Make no mistake; I am not naive enough to think that everybody gets their true love on the first try.  I do however believe with all my heart that fate chucks down an apple for all of us, and that with patience and determination everyone is capable of keeping "true love" alive.  Still, the beauty of life isn't in making it to some movie ordained perfect ending, it's in chiseling out a happily every second for yourself, making the choice to do everything you can with what you're given.  Who knows what fate might throw your way next?

Tuesday, May 10, 2011

Post #321: Which Contains Shopping, Television and a few Tears, But Mostly Lots of Love

Ever wondered what unemployed Army wives without children do all day?  It's not exactly a thrilling schedule.  There are a lot of trips to the Commissary, the PX, the mall downtown.  There are lunches and babysitting with other wives.  Many hours are logged gathering the ten thousand pieces of my husband's Army issued gear into one place (only to have it pulled out again later in the week).  Occasionally something exciting happens and I actually do my mountain of dishes.  But mostly I watch a lot of television series via the internet.

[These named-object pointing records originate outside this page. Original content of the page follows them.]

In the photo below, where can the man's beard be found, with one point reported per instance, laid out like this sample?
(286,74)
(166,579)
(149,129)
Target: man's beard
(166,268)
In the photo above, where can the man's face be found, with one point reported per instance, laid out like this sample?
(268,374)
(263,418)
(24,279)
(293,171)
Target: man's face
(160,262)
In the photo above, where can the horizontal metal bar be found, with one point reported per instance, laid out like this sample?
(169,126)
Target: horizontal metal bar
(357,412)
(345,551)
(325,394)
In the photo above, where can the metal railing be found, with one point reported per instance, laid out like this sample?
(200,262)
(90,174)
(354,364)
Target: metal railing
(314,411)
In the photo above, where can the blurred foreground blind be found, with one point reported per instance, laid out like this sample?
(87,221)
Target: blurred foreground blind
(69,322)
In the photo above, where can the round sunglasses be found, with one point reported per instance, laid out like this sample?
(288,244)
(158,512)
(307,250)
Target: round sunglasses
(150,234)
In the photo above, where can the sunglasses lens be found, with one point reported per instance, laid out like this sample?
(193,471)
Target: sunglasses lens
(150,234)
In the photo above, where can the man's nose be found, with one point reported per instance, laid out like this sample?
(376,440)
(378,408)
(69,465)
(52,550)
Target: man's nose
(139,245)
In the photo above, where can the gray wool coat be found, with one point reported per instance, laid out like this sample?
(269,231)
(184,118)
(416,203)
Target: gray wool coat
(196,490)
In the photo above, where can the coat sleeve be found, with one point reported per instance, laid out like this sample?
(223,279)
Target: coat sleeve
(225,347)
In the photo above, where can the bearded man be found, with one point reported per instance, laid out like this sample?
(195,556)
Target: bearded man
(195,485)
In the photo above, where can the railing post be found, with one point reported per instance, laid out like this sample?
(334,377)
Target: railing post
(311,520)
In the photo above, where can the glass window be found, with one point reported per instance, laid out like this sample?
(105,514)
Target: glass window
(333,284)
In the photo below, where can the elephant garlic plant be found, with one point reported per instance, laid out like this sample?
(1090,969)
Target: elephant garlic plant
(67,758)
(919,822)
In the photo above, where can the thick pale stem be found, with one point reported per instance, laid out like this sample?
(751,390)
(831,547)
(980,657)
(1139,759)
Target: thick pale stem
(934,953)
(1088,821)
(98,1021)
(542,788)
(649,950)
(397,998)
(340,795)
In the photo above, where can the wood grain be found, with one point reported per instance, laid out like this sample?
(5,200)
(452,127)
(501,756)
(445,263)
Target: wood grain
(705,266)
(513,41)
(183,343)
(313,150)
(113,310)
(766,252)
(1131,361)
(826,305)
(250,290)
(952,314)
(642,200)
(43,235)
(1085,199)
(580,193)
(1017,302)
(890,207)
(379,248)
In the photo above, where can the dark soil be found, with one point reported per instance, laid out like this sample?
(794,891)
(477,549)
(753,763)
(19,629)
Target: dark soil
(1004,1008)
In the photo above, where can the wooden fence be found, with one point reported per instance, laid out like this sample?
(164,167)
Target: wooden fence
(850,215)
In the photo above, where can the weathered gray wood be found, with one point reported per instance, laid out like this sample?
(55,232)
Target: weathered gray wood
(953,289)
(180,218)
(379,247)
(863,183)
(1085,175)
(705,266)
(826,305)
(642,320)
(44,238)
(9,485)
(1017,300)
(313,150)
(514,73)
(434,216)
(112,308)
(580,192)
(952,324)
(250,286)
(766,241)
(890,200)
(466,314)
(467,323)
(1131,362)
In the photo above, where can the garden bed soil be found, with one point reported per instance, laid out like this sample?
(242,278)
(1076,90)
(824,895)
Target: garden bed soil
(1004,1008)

Recently I've been watching One Tree Hill.  The first few episodes weren't anything special, but I waited it out until I got a little further in, and now I'm hooked.  There is one scene in particular that I can't get out of my head.  At one point, a character says that when you dream of someone that has died, it's like the spirit's version of email -- a loved one's way of letting you know they still care.  I have a strong desire to believe this is true.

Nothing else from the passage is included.